Dionigi Card. Tettamanzi

Arcivescovo

Cattedrale
Genova, venerdì 25 dicembre 1998

Solennità del Santo Natale
S.Messa del Giorno. Omelia

E il Verbo si fece carne

E il Verbo si fece carne e venne ad abitare in mezzo a noi » (Gv 1,14).

Il Natale è tutto qui.
Sì, carissimi fratelli e sorelle nel Signore: in queste parole troviamo tutto il mistero, la grazia, la gioia, la chiamata e la responsabilità del Natale cristiano. « E il Verbo si fece carne »: questo noi oggi ricordiamo e celebriamo, questo è il nuovo che entra nella nostra vita aprendola a prospettive impensabili e impensate. « E il Verbo si fece carne »: si tratta di un fatto reale e concreto, di un fatto che incrocia la storia, dell’intera umanità e di ciascuna persona, e la segna di sé nelle sue radici e in modo indelebile. Questo fatto noi lo conosciamo per la grazia della fede e lo attestiamo ogni giorno. Eppure per noi, questo fatto, è sempre un grande mistero: un fatto, cioè, che rimane al di là della nostra capacità di comprendere appieno. Ci rivolgiamo fiduciosi a Maria: lei, la donna scelta a divenire la madre del Figlio di Dio che si fa uomo, si è trovata pienamente coinvolta in questo mistero e più di ogni altra creatura al mondo è entrata con tutta la sua intelligenza, con tutto il suo cuore, con tutta la sua fede in questo farsi carne del Verbo di Dio. Come scrive l’evangelista Luca, « Maria, da parte sua, serbava tutte queste cose meditandole nel suo cuore » (Lc 2, 19). A te chiediamo, madre estasiata del Verbo, di poter prendere parte alla meditazione insondabile che ha riempito il tuo cuore: così anche a noi sarà dato di fare un nuovo passo nella fede e nell’amore verso un Dio che ci sconcerta, un Dio che è al di là d’ogni nostra immaginazione e attesa, un Dio che manifesta la sua grandezza nella piccolezza di un bambino!

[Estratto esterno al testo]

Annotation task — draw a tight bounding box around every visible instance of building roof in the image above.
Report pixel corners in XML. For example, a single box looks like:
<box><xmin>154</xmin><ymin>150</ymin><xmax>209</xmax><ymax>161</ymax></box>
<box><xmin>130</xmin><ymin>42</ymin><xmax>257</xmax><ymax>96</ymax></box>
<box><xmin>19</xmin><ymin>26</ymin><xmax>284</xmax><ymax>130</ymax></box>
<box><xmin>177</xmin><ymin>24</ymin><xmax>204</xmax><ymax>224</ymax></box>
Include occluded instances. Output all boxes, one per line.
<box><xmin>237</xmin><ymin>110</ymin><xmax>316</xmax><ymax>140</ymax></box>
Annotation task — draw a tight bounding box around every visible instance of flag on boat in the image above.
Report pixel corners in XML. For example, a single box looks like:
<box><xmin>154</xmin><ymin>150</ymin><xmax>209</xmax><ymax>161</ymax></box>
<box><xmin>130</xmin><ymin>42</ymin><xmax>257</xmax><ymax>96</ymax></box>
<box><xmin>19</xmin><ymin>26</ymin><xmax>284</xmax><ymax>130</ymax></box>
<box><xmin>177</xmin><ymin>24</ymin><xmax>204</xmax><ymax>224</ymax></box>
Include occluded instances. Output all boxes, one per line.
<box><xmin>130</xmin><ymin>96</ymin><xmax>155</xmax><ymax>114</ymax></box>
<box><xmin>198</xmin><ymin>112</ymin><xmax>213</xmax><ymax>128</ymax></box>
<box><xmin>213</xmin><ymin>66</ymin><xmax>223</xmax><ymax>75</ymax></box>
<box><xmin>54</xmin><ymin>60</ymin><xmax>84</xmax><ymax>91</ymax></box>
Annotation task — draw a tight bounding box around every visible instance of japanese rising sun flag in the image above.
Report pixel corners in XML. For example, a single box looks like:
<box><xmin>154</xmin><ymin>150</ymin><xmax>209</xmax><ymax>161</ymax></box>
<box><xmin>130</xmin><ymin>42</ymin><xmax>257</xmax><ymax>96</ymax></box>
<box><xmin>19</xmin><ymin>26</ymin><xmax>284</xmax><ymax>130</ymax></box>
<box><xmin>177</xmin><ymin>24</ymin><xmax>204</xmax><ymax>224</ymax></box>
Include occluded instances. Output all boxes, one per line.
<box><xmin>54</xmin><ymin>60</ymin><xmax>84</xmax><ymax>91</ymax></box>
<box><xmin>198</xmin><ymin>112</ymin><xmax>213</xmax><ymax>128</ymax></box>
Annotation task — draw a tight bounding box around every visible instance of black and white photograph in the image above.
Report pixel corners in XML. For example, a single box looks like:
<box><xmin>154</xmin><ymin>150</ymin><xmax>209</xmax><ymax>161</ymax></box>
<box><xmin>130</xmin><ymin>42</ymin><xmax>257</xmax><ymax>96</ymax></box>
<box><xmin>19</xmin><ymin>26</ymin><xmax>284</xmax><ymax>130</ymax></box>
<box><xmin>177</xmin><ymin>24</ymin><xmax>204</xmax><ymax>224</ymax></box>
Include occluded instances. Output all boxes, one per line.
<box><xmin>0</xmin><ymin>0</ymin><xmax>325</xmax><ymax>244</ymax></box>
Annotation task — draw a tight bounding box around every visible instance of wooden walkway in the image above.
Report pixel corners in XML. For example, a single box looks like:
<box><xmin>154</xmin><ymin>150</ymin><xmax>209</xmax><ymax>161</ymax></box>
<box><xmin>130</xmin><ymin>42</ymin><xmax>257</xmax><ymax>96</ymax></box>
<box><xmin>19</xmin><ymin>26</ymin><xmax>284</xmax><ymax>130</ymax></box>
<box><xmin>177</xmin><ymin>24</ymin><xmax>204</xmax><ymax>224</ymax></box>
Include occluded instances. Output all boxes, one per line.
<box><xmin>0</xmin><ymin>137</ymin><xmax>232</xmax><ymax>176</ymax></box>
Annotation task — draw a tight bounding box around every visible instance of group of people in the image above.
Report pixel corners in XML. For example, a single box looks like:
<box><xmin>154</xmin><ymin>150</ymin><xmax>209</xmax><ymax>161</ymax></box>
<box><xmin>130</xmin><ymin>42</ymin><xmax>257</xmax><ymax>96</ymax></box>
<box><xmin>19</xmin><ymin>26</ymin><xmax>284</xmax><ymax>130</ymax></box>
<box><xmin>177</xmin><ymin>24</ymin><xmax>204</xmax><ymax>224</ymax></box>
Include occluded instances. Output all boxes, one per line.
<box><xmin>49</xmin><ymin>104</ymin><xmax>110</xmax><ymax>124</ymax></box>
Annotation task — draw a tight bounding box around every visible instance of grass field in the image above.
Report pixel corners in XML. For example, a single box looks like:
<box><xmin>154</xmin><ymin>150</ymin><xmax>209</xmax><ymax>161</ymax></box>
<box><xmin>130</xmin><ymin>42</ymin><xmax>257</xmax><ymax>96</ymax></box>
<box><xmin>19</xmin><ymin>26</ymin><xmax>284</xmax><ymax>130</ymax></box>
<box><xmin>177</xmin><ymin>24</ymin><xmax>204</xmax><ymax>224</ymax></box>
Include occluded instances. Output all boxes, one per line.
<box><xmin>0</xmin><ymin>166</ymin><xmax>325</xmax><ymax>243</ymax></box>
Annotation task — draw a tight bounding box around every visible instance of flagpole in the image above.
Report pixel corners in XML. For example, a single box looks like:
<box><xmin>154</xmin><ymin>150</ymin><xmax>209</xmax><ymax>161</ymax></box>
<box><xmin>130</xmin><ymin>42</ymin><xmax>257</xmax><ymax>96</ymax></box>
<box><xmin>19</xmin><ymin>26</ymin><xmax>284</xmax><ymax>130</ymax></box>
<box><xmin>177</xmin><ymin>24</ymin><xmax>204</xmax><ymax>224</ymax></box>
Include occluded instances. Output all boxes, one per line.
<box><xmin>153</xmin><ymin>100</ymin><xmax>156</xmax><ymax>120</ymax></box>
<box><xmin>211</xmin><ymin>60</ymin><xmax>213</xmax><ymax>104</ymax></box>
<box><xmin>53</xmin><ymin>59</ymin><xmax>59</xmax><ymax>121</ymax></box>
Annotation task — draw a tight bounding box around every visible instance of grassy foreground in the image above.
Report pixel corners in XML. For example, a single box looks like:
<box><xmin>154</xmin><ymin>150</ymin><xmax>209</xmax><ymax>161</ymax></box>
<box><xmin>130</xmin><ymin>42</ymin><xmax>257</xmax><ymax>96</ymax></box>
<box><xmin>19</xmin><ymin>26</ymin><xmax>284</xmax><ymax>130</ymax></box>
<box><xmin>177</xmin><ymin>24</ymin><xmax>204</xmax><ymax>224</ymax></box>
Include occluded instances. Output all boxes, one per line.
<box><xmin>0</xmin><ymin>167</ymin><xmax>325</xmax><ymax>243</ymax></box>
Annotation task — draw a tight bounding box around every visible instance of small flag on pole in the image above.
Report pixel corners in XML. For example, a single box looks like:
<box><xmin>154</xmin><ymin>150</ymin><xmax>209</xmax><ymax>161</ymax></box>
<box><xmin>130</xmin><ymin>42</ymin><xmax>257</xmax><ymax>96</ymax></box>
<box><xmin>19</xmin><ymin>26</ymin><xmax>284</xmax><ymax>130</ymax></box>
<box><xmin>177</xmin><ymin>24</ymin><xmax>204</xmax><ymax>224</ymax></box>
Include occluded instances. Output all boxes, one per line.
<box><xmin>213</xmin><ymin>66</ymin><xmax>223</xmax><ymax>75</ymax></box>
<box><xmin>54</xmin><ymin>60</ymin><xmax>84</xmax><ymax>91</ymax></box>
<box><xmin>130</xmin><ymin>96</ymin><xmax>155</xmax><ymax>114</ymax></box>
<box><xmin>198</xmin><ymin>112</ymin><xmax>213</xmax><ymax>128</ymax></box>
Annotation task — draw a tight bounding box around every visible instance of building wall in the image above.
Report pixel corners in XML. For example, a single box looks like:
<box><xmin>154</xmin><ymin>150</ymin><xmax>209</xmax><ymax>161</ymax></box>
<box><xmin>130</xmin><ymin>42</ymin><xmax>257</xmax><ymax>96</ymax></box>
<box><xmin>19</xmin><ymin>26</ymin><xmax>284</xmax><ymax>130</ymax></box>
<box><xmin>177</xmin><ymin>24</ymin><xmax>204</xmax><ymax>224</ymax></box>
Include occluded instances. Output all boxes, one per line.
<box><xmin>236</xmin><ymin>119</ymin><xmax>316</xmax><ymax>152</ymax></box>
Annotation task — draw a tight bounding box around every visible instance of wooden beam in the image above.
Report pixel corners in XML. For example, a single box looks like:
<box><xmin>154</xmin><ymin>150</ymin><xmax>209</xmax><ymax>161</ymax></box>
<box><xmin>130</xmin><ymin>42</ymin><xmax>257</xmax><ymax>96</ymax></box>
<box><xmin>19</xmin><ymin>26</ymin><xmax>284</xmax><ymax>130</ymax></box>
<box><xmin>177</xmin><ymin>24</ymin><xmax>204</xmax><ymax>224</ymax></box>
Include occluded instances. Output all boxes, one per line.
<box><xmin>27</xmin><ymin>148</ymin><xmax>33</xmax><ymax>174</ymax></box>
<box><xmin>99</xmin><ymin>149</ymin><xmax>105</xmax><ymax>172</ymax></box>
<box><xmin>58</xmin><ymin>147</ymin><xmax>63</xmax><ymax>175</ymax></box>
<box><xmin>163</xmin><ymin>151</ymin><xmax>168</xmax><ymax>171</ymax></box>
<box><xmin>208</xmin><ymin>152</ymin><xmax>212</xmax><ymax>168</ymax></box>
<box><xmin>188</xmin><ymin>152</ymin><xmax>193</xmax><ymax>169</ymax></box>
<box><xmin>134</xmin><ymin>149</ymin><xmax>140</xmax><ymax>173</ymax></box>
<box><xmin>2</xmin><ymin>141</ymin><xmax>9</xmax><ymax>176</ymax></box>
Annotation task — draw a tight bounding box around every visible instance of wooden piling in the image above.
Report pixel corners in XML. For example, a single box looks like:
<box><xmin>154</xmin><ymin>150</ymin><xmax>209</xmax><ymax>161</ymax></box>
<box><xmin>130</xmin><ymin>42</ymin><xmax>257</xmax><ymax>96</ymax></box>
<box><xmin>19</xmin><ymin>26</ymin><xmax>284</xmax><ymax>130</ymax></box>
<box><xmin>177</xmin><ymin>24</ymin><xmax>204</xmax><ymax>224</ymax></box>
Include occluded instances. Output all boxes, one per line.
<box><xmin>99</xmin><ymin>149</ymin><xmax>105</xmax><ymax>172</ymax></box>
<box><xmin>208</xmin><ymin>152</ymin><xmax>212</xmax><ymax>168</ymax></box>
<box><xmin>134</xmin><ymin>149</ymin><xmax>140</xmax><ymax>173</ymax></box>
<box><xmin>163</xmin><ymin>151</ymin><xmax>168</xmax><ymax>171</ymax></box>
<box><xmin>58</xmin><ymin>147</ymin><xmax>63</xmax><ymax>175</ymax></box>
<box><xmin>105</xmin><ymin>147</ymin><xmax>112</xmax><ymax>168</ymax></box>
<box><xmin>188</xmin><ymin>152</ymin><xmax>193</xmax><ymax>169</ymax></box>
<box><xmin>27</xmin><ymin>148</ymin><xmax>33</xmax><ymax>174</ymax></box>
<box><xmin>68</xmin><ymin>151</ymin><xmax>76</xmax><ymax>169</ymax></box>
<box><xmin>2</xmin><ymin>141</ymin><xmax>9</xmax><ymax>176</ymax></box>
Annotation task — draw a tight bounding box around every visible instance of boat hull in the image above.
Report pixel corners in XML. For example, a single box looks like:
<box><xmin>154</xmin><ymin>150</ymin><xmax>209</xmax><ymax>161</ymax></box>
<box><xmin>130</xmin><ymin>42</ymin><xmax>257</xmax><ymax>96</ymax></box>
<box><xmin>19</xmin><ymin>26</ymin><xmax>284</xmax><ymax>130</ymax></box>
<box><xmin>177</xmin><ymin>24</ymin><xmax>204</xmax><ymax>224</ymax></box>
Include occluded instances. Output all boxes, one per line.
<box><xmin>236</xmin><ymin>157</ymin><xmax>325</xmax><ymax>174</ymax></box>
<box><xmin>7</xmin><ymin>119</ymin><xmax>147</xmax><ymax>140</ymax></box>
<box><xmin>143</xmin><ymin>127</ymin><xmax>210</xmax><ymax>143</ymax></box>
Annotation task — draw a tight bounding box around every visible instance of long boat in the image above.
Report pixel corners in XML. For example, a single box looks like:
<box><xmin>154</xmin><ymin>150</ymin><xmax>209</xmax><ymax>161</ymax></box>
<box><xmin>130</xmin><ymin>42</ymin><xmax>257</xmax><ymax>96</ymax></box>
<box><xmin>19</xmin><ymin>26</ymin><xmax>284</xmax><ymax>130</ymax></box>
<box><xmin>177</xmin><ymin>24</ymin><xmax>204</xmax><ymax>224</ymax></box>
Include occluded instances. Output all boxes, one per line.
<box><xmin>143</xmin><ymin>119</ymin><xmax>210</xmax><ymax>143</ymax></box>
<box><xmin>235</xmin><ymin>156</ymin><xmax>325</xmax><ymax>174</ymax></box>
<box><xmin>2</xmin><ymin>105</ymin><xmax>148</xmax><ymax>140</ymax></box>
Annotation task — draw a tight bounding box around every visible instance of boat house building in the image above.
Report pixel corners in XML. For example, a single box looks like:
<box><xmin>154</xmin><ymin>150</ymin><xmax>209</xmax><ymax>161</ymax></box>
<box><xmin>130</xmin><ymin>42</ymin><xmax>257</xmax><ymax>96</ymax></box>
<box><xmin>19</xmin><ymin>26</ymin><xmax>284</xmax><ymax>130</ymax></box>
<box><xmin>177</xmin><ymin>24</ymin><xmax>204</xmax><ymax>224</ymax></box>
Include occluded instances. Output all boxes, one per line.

Il Verbo e la carne: una distanza abissale colmata dall’amore di Dio
« E il Verbo si fece carne ». Parole semplicissime, queste, ma sconvolgenti. Com’è mai possibile accostare queste due realtà così lontane l’una dall’altra da essere -o almeno da sembrare- tra loro assolutamente incompatibili? Ma proprio qui sta lo straordinario evento del Natale cristiano, sul quale Giovanni ci invita a meditare in quel Prologo che è stato definito la perla di tutto il suo Vangelo (cfr. R. E. BROWN, Giovanni, vol. I, Assisi 1979, 26). Il Verbo, cioè colui che « era presso Dio » ed « era Dio », colui nel quale « è stato fatto tutto ciò che esiste » e nel quale erano la vita e la luce degli uomini, « si fece carne », ossia uomo in tutta la fragilità di cui è segnato ogni essere umano. « Verbo » e « carne » dicono, dunque, una distanza abissale, potremmo dire veramente infinita. Questa distanza solo l’amore immenso di Dio la poteva colmare. E l’ha colmata in se stesso, perché proprio lui, la Parola eterna del Padre, il Figlio unigenito e prediletto del suo amore, ha assunto carne umana nel grembo di una donna. È questa la fede della Chiesa delle origini che Giovanni testimonia splendidamente nel suo inno evangelico. È questa la stessa fede che la Chiesa ha instancabilmente confessato lungo i secoli e confessa tuttora nel Credo. Ogni domenica rinnoviamo la nostra fede in Gesù Cristo come « unigenito Figlio di Dio, nato dal Padre prima di tutti i secoli: Dio da Dio, Luce da Luce, Dio vero da Dio vero, generato, non creato, della stessa sostanza del Padre ». Proprio questo Dio -continuiamo nella nostra professione di fede- « per noi uomini e per la nostra salvezza discese dal cielo, e per opera dello Spirito Santo si è incarnato nel seno della Vergine Maria e si è fatto uomo ».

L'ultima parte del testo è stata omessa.